Selective (custom) transcript depletion enables the removal of user-defined transcripts from RNA samples prior to cDNA synthesis. The depletion ribosomal RNA (rRNA) and highly abundant mRNAs (e.g., globin from blood samples), improves the sensitivity and economy of RNA-Seq, as fewer sequencing reads are associated with “unwanted” transcripts. This enables the detection of more rare transcripts and subtle fold-changes in gene expression levels between biological or experimental conditions from a given amount of sequencing. Alternatively, it allows for less sequencing to be performed to achieve experimental goals.
Approaches and Techniques
Highly expressed RNA transcripts, including rRNA, globin and/or others, are depleted using DNA oligos that are complementary and bind to rRNA transcripts. After hybridization, RNA:DNA hybrids are enzymatically removed using RNase H followed by cDNA synthesis and RNA library preparation.

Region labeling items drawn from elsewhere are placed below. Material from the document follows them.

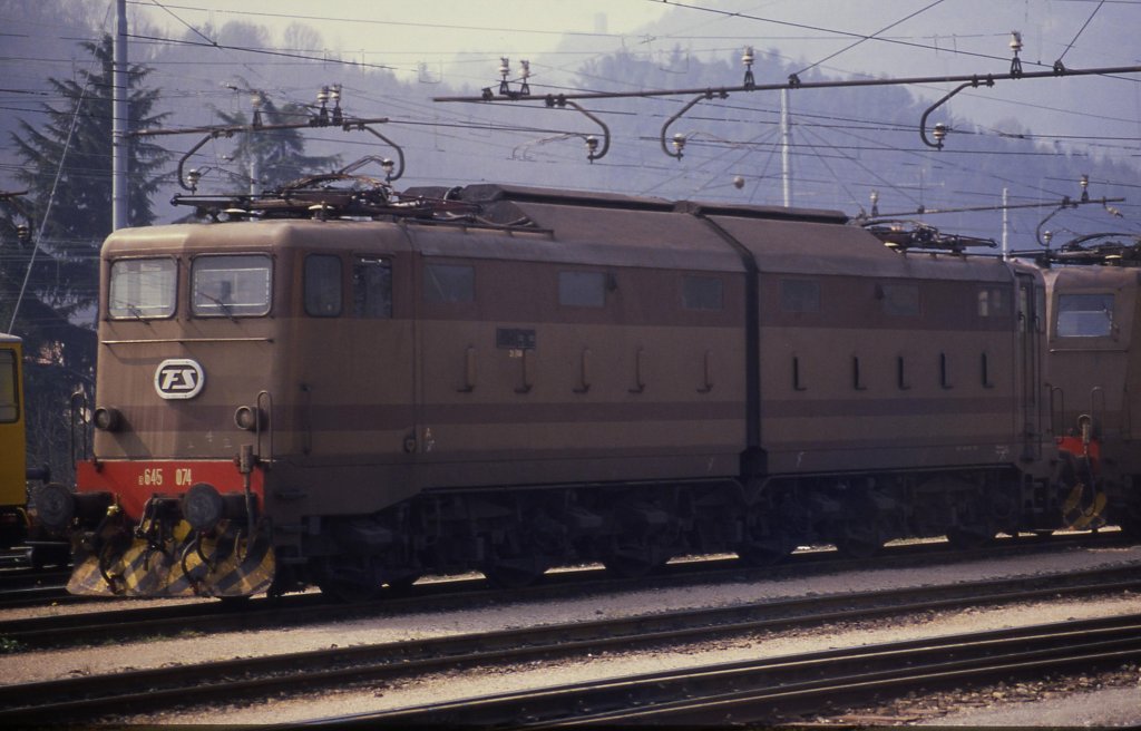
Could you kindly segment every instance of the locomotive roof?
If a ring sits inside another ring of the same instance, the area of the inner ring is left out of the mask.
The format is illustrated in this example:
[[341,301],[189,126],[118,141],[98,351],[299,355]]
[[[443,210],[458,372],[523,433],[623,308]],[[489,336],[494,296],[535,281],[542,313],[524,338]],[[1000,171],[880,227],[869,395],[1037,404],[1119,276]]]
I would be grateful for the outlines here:
[[105,251],[362,249],[367,242],[383,241],[388,251],[439,257],[743,271],[731,238],[753,254],[761,271],[1010,279],[1009,269],[996,257],[892,251],[837,211],[492,184],[410,188],[399,194],[396,205],[413,205],[416,213],[382,217],[374,212],[371,219],[350,220],[323,206],[321,214],[327,220],[315,220],[311,213],[288,217],[280,208],[266,208],[272,220],[123,229],[107,239]]

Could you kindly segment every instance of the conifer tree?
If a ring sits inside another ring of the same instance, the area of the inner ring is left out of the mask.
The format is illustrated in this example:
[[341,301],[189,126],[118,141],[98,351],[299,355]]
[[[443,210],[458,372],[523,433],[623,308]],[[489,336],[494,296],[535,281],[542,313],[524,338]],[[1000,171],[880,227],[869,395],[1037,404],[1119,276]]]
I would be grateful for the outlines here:
[[[48,79],[63,101],[44,104],[42,120],[22,120],[13,133],[27,194],[21,210],[0,205],[0,330],[25,341],[29,462],[49,463],[60,481],[71,474],[71,395],[92,397],[99,247],[112,228],[112,38],[82,47],[91,56],[86,68]],[[149,72],[129,70],[129,130],[163,116],[152,114],[159,90],[141,87]],[[137,138],[128,148],[129,222],[145,226],[167,153]],[[31,235],[17,235],[19,227]]]

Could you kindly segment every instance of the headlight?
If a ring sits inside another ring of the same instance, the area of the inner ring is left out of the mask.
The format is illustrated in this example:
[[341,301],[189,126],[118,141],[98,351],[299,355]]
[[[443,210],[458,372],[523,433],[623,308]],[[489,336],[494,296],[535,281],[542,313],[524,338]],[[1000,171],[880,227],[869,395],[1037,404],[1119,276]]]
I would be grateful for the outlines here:
[[261,409],[257,406],[238,406],[234,412],[234,424],[238,429],[257,431],[261,423]]
[[191,528],[200,533],[208,533],[218,525],[225,513],[225,505],[221,495],[212,485],[197,482],[183,495],[183,518],[191,523]]
[[91,416],[95,428],[100,431],[119,431],[123,423],[123,415],[114,406],[99,406]]
[[63,530],[75,518],[75,495],[58,482],[49,482],[35,490],[32,505],[40,523],[49,530]]

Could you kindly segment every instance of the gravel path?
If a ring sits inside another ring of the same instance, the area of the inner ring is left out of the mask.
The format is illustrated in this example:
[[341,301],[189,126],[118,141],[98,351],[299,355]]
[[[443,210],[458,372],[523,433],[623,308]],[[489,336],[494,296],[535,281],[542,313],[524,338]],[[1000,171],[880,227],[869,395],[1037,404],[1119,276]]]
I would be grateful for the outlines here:
[[[987,578],[1047,574],[1123,563],[1141,566],[1141,546],[1076,549],[1046,555],[974,561],[924,569],[881,569],[780,582],[717,584],[616,593],[580,600],[512,603],[464,611],[378,616],[276,631],[187,635],[111,647],[44,650],[0,656],[5,683],[92,673],[157,667],[175,663],[248,657],[329,647],[414,640],[526,625],[582,622],[683,608],[727,606],[746,601],[834,594]],[[208,713],[164,714],[133,718],[159,723],[269,723],[415,705],[444,698],[517,690],[553,683],[650,672],[737,659],[772,657],[834,647],[891,642],[1014,625],[1060,622],[1108,614],[1141,612],[1141,596],[1123,595],[1091,601],[1057,601],[993,610],[964,610],[912,617],[906,620],[833,625],[795,633],[704,642],[669,651],[588,655],[558,663],[529,663],[448,673],[410,683],[377,683],[326,692],[311,698],[258,702]],[[0,617],[8,612],[0,612]],[[1134,689],[1135,690],[1135,689]],[[1141,704],[1136,705],[1141,708]],[[1141,714],[1139,714],[1141,715]],[[1141,721],[1141,717],[1136,718]],[[953,723],[950,718],[947,723]],[[957,722],[955,722],[957,723]],[[970,723],[970,721],[964,721]],[[984,721],[982,723],[989,723]],[[1037,723],[1035,723],[1037,725]]]

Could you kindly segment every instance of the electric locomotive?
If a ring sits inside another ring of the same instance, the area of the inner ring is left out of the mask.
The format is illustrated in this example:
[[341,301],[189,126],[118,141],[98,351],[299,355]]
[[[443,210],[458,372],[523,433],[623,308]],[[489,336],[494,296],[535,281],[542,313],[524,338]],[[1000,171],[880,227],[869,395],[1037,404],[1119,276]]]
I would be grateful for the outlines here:
[[0,549],[27,536],[23,341],[0,333]]
[[94,455],[38,501],[72,592],[351,598],[1061,525],[1035,267],[497,185],[180,202],[210,220],[103,247]]
[[1122,238],[1083,236],[1037,258],[1049,295],[1050,416],[1074,485],[1065,519],[1141,535],[1141,257]]

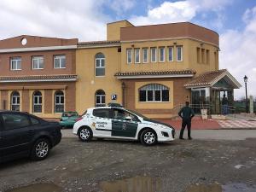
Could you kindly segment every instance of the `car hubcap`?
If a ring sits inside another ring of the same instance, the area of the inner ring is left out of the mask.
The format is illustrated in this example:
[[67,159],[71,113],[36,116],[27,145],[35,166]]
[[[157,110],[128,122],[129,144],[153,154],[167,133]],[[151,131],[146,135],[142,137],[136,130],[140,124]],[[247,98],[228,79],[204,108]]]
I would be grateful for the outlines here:
[[36,147],[36,154],[38,157],[44,157],[49,150],[48,143],[46,142],[40,142]]
[[148,144],[153,143],[155,141],[155,136],[154,136],[154,134],[153,132],[147,132],[144,135],[144,141]]
[[87,129],[81,130],[80,137],[83,140],[87,140],[90,137],[90,131]]

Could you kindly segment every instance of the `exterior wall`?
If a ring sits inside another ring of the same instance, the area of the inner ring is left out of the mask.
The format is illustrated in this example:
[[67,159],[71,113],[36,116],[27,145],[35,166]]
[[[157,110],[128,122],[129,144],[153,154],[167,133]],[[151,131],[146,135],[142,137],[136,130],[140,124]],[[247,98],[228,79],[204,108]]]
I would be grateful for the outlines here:
[[113,23],[107,24],[107,40],[120,40],[120,28],[134,26],[128,20],[120,20]]
[[24,86],[23,83],[1,84],[0,84],[0,102],[1,108],[3,109],[3,102],[6,101],[5,109],[9,110],[11,106],[10,96],[14,90],[20,93],[20,111],[29,112],[32,111],[32,95],[35,90],[40,90],[42,93],[42,113],[33,113],[42,118],[59,118],[61,113],[55,113],[55,92],[61,90],[64,93],[65,110],[76,110],[76,93],[74,82],[64,83],[26,83]]
[[[124,79],[125,84],[125,107],[137,110],[149,118],[171,118],[177,115],[180,105],[190,101],[190,90],[183,84],[189,78]],[[170,88],[169,102],[140,102],[138,88],[148,84],[162,84]]]
[[[95,55],[97,53],[105,55],[105,77],[95,75]],[[83,113],[88,108],[95,107],[95,93],[103,90],[106,94],[106,104],[111,102],[122,102],[121,82],[114,77],[120,70],[120,53],[118,47],[84,48],[77,49],[76,109]],[[111,101],[111,95],[117,94],[117,100]]]
[[[54,68],[54,55],[66,55],[66,68]],[[10,70],[11,57],[21,57],[21,70]],[[32,57],[44,56],[44,69],[32,69]],[[0,53],[0,76],[75,74],[75,50]]]

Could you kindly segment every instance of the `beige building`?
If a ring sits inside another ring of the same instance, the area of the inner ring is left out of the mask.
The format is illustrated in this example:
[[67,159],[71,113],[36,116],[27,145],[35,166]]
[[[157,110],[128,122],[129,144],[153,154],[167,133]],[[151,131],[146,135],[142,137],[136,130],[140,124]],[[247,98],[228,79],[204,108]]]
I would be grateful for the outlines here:
[[119,102],[151,118],[169,118],[189,101],[218,113],[224,93],[231,103],[233,89],[241,86],[226,70],[213,73],[217,82],[201,78],[218,70],[218,34],[212,30],[189,22],[134,26],[122,20],[108,24],[107,32],[107,41],[78,45],[79,113]]

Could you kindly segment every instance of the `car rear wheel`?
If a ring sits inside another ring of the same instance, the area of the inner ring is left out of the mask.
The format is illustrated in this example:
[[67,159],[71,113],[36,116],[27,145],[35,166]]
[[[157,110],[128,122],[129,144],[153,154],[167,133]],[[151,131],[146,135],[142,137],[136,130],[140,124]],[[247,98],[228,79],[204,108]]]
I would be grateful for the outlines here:
[[154,145],[157,143],[156,133],[150,129],[144,130],[141,134],[140,141],[146,146]]
[[89,142],[92,139],[92,131],[89,127],[82,127],[79,129],[79,137],[82,142]]
[[31,152],[31,159],[33,160],[44,160],[50,149],[49,142],[46,138],[40,138],[36,141]]

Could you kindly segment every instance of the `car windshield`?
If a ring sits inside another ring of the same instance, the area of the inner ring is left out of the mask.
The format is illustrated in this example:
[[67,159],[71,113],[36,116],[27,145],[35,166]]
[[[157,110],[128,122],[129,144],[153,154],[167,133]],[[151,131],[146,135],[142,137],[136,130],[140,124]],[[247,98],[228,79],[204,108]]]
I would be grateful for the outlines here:
[[79,116],[79,113],[77,112],[65,112],[63,113],[63,117],[73,117],[73,116]]
[[144,116],[144,115],[143,115],[143,114],[141,114],[141,113],[137,113],[136,111],[130,110],[130,109],[126,109],[126,110],[129,111],[129,112],[131,112],[131,113],[134,113],[134,114],[136,114],[136,115],[137,115],[137,116],[139,116],[139,117],[141,117],[141,118],[143,118],[143,119],[148,119],[146,116]]

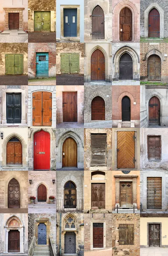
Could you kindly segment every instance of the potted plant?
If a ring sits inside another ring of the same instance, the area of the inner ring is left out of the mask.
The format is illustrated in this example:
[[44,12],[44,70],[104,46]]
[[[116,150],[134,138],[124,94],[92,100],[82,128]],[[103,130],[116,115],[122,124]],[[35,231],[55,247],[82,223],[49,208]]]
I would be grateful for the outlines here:
[[34,204],[34,200],[36,199],[36,198],[35,197],[35,196],[30,196],[29,197],[29,199],[30,199],[31,201],[31,204]]
[[50,204],[54,204],[54,199],[55,197],[53,195],[50,195],[48,198],[50,201]]

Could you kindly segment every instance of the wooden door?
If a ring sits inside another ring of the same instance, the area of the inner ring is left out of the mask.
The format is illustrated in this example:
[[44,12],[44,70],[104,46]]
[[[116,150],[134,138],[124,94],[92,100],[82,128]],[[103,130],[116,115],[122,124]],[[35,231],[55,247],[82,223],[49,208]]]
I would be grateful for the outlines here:
[[148,159],[154,161],[161,159],[161,136],[148,136]]
[[19,13],[9,13],[9,29],[19,29]]
[[122,121],[131,120],[131,101],[125,96],[122,99]]
[[91,134],[91,166],[106,165],[106,134]]
[[160,58],[154,54],[151,55],[148,58],[148,80],[160,81],[161,74],[161,61]]
[[37,189],[38,202],[46,202],[47,201],[47,189],[44,185],[41,184]]
[[77,167],[77,144],[72,138],[68,138],[63,143],[63,167]]
[[93,223],[94,248],[103,248],[103,223]]
[[92,209],[105,209],[105,184],[92,183],[91,184],[91,202]]
[[132,40],[132,12],[130,9],[125,7],[120,14],[120,40]]
[[77,207],[77,189],[74,182],[69,180],[64,186],[64,203],[65,208],[75,208]]
[[8,252],[20,252],[20,232],[10,230],[8,233]]
[[33,93],[33,125],[50,126],[52,124],[52,93]]
[[147,209],[162,209],[161,177],[147,177]]
[[20,208],[20,187],[14,178],[8,185],[8,208]]
[[149,38],[160,37],[160,15],[157,9],[152,9],[149,13]]
[[127,52],[122,54],[119,61],[120,80],[133,80],[133,63],[131,56]]
[[92,81],[105,81],[105,58],[99,49],[97,49],[91,56],[91,79]]
[[22,164],[22,145],[16,137],[11,138],[7,144],[6,164]]
[[160,244],[160,224],[149,224],[149,246],[159,247]]
[[160,103],[157,97],[149,101],[149,125],[160,125]]
[[63,122],[77,122],[77,92],[63,92]]
[[91,120],[105,120],[105,102],[99,96],[94,98],[91,102]]
[[6,122],[21,122],[21,93],[6,93]]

KAPA RNA HyperPrep Kits with RiboErase (HMR) or RiboErase (HMR) Globin provide for the selective depletion of transcripts (e.g., rRNA, globin mRNA and/or other highly abundant mRNA species), followed by cDNA synthesis and library construction. The enzymatic-depletion chemistry is robust, compatible with both high-quality and degraded inputs (such as FFPE) from all organisms.
Depletion workflows provide a complete view of the transcriptome, while minimizing the number of wasted sequencing reads from “uninteresting” transcripts.